Seyfert type 1 galaxy in the constellation Ursa Major

J1223+5409 also known as SDSS J122313.21+540906.5, is a type 1 Seyfert galaxy located in the constellation of Ursa Major. The redshift of the object is (z) 0.15 and it was first discovered by astronomers from the Second Byurakan Sky Survey (SBS) in April 1994 where it was designated as SBS 1220+544. It is classified to be radio-loud and such contains an active galactic nucleus (AGN).

== Description ==
J1223+5409 is a broad-line radio galaxy (BLRG) based on a spectroscopic identification of active galaxies from the RASS-Green Bank catalogue conducted in September 1998. The host galaxy has been classified as a disturbed elliptical galaxy with presence of both shell features and a tidal tail, suggestive of a galaxy merger.
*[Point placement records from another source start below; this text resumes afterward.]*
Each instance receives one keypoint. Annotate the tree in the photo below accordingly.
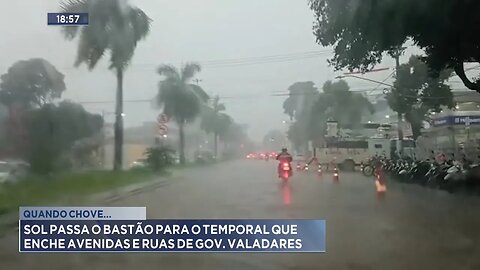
(312, 109)
(362, 30)
(53, 131)
(114, 26)
(215, 121)
(27, 84)
(180, 99)
(274, 139)
(415, 92)
(31, 83)
(338, 103)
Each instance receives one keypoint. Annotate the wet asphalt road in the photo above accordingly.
(409, 228)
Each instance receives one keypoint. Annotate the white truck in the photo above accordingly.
(348, 153)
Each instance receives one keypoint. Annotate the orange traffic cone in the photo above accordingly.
(380, 182)
(335, 174)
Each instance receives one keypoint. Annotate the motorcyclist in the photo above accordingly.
(284, 156)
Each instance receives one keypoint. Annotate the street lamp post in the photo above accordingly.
(399, 115)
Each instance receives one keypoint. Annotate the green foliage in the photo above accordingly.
(180, 99)
(338, 103)
(158, 158)
(415, 92)
(302, 96)
(362, 30)
(114, 26)
(53, 130)
(312, 109)
(31, 83)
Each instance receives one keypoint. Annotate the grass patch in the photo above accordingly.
(38, 190)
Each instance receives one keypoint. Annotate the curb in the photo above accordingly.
(9, 221)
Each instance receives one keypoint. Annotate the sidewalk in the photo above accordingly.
(9, 221)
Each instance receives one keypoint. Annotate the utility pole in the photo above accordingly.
(396, 54)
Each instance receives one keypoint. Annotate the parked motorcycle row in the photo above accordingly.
(451, 175)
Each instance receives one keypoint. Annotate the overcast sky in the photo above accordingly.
(182, 31)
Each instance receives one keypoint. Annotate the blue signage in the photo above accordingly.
(457, 120)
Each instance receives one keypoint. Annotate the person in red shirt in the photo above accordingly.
(284, 156)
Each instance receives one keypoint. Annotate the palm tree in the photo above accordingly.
(114, 26)
(215, 121)
(181, 100)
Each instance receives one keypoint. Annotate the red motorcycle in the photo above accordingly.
(285, 170)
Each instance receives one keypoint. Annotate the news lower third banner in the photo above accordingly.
(126, 229)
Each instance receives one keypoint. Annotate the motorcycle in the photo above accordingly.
(285, 170)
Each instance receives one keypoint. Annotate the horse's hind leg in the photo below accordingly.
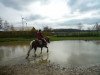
(41, 49)
(35, 50)
(28, 53)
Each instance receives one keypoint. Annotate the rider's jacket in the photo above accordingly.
(39, 35)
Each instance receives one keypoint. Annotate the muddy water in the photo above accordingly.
(60, 52)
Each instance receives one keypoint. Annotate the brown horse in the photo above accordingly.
(38, 43)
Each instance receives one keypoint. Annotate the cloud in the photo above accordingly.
(19, 4)
(35, 17)
(54, 13)
(84, 5)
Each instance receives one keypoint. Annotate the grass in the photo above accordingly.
(52, 38)
(74, 38)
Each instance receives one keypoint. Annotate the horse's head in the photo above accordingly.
(47, 39)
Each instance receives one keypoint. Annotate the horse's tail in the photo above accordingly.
(30, 48)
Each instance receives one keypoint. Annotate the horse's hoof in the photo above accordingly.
(27, 57)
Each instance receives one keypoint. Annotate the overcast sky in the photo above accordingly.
(52, 13)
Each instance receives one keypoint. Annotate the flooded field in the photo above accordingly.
(60, 52)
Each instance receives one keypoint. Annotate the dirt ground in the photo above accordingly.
(48, 69)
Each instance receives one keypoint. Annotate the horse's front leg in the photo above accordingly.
(28, 53)
(41, 49)
(47, 49)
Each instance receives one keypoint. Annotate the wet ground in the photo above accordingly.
(64, 58)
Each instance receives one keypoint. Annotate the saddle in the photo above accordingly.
(42, 42)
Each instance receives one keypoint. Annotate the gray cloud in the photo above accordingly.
(83, 21)
(35, 17)
(19, 4)
(83, 6)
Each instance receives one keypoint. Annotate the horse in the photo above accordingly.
(38, 43)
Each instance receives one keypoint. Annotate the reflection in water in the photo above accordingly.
(60, 52)
(39, 59)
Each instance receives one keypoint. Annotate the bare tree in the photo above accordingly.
(1, 23)
(47, 29)
(12, 28)
(80, 26)
(6, 26)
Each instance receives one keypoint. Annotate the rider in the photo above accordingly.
(39, 36)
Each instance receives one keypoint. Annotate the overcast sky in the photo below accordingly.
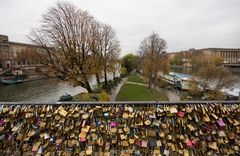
(184, 24)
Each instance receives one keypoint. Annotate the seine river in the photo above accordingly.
(235, 71)
(45, 90)
(50, 90)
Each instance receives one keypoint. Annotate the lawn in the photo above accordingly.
(133, 92)
(135, 78)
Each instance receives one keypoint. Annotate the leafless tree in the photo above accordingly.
(64, 35)
(153, 58)
(110, 49)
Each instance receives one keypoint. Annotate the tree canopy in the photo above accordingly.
(153, 58)
(76, 46)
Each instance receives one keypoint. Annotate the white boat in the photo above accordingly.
(232, 92)
(178, 79)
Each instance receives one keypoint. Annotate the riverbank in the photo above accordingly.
(135, 89)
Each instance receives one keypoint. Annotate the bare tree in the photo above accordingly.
(64, 35)
(110, 49)
(153, 58)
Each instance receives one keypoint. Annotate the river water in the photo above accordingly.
(45, 90)
(235, 72)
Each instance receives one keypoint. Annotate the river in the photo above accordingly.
(45, 90)
(235, 72)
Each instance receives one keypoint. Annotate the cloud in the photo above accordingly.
(183, 24)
A study published in November 2020, has found it is a dual active galactic nucleus (DAGN) candidate with both blueshifted and redshifted doubly ionized oxygen emission lines shown having a velocity offset of 232 kilometers per seconds. The singly ionized nitrogen (N II) and hydrogen alpha (Hα) emission lines in the galaxy's optical spectrum have total fluxes of 822 and 352 × 10^{−17} erg s^{−1} cm^{−2} respectively.

The radio structure of J1223+5409 is found to be very compact. When observed by both Very Large Array and Very Large Sky Survey (VLASS), it has a central radio core with a bipolar radio emission structure extending outwards from it. This structure detected by VLASS is suggested to have an elongated appearance along the radio axis direction and has an orientation of 21°. The total radio luminosity is estimated to be 25.4 W Hz^{−1}. A spectral index for the radio core component has been found to have a spectral index of -0.5 ± 0.3. The integrated flux densities for the two components at 15 GHz frequencies, are found to be 5.1 ± 0.5 and 0.7 ± 0.1 mJy.